L’entreprise a reçu environ 500 CV et a fait des entrevues téléphoniques avec une centaine de personnes avant de s’envoler pour le Mexique. «Nous avons loué une salle de conférence pour une semaine et fait 50 entrevues, nous avons retenu une douzaine de noms et puis commencé les demandes de permis de travail», résume-t-il. Après presque un an de démarches auprès du gouvernement canadien, les nouveaux employés ont débarqué à Québec, où un traducteur les attendait.

Le hic, c’est qu’ils sont presque tous repartis en Amérique du Sud au bout de quelques mois. «Ils n’avaient aucun problème à travailler sur les quarts que nous voulions, mais ils avaient le mal du pays», raconte M. Blanchet. L’histoire s’est répétée lors de leur deuxième vague de recrutement mexicaine et de leur tentative européenne, à l’issue de laquelle Mégatech a embauché une douzaine de Roumains. «Aujourd’hui, seuls deux Chiliens sont encore avec nous», constate Jean Dallaire.

Ils ont malgré tout fait une quatrième tentative, en France cette fois. «Québec international nous a mis en contact avec Pôle emploi international à Paris, qui a affiché pour nous. Nous sommes allés faire une semaine d’entrevues à Paris et avons ramené quelques employés», résume M. Blanchet. Trois sont restés avec eux, et un autre complète actuellement les procédures pour les rejoindre. «L’adaptation est plus facile, parce que la langue n’est pas une barrière et qu’ils sont un peu plus au fait de notre réalité», estime-t-il.

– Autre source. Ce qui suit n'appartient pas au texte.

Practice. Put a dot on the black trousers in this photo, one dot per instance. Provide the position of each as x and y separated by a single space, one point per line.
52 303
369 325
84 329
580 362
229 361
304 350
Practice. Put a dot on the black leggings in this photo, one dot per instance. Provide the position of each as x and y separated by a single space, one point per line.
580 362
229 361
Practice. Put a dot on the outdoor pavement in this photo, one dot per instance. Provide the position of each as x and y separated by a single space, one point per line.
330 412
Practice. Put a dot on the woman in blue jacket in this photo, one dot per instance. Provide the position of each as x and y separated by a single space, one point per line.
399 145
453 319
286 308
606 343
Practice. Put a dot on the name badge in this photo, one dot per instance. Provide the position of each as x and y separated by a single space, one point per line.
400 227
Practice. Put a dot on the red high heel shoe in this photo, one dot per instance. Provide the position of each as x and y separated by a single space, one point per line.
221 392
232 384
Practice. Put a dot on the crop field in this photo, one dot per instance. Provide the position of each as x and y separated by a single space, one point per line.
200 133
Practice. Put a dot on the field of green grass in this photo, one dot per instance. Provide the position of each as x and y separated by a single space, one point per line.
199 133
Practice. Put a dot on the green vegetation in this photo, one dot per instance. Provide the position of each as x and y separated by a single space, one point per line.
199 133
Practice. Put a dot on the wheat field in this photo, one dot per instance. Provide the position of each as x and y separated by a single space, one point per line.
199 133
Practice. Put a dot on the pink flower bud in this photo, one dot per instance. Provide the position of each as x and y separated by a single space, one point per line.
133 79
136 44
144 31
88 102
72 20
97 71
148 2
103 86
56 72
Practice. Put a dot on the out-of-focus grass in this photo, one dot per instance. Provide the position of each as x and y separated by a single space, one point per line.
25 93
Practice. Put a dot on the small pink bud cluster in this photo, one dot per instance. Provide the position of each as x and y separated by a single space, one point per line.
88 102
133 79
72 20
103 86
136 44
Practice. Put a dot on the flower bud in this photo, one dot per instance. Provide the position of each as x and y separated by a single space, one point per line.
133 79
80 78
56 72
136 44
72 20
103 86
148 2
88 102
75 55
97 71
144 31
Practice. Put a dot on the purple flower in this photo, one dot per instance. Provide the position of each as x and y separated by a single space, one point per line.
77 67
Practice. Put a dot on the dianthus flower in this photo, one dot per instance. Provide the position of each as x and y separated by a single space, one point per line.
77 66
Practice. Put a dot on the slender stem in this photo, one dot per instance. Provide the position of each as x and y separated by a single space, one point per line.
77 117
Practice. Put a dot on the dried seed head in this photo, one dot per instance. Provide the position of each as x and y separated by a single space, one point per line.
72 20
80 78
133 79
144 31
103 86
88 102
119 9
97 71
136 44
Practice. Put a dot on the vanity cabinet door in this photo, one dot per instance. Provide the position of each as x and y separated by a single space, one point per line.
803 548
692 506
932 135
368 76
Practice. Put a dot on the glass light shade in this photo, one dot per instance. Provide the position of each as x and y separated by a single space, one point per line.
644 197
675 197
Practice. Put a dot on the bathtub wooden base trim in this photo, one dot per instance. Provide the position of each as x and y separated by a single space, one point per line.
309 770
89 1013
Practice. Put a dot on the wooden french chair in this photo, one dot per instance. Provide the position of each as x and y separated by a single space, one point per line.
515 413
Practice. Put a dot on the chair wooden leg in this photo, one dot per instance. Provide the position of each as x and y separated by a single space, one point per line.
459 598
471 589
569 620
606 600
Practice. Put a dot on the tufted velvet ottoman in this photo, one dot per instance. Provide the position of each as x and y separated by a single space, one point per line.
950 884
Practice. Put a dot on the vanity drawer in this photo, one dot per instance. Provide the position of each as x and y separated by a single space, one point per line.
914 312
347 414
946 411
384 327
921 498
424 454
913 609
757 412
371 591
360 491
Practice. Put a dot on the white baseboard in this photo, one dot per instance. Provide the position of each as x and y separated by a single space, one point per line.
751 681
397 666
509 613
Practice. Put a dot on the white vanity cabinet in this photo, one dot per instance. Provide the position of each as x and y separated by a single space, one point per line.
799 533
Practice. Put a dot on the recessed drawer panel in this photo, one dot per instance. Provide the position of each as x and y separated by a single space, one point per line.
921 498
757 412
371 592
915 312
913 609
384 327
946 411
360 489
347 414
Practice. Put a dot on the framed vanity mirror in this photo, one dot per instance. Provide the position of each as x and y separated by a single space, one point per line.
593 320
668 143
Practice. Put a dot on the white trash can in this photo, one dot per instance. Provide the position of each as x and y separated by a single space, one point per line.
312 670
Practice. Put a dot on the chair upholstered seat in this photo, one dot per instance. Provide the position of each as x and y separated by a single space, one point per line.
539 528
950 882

Mégatech a également tenté sa chance en Chine. «Il y a deux ans, nous avons embauché quatre Chinois très qualifiés, se souvient Jean Dallaire. L’un d’entre eux a décidé de retourner chez lui parce qu’il s’ennuyait, mais les quatre autres viennent de renouveler leurs loyers.» L’entreprise retourne d’ailleurs bientôt dans l’Empire du Milieu réaliser une cinquantaine d’entrevues.

M. Dallaire est optimiste : «Nous sommes est en train de combler les postes stratégiques dans les différents quarts qui nous causent des difficultés. Si nous réussissons à le faire, ça sera beaucoup plus facile pour nous, car les besoins de main-d’œuvre seront moins criants.»

Rendre le métier de machiniste plus «sexy»

Les dirigeants d’Atelier d’usinage Mégatech déplorent que la relève locale se fasse rare. «Nous sommes à l’ère où les parents poussent les jeunes vers les universités plutôt que vers les métiers manuels, qui sont moins sexy, remarque Jean Blanchet. Chaque année, nous devons faire des pressions pour que le Centre de formation professionnelle de Neufchâtel donne le cours en techniques d’usinage, même si le nombre d’inscriptions est en dessous du minimum requis.»

Il est donc d’accord «à 300 %» avec les conclusions du Baromètre industriel, qui juge que «l’industrie, de concert avec le milieu de l’éducation, devra revaloriser les métiers techniques du secteur manufacturier, y intéresser les jeunes et leurs parents et mieux promouvoir l’offre de formation».

Mégatech prépare d’ailleurs une vidéo destinée à faire connaître le métier de machiniste aux étudiants en technique de fabrication mécanique du Cégep de Limoilou. «En cours de formation, ils doivent choisir entre la conception et la fabrication, et je crois que s’ils savaient vraiment ce qu’un machiniste fait de ses journées – beaucoup de programmation sur ordinateur – ils seraient plus intéressés. C’est beaucoup plus sexy qu’ils le pensent!»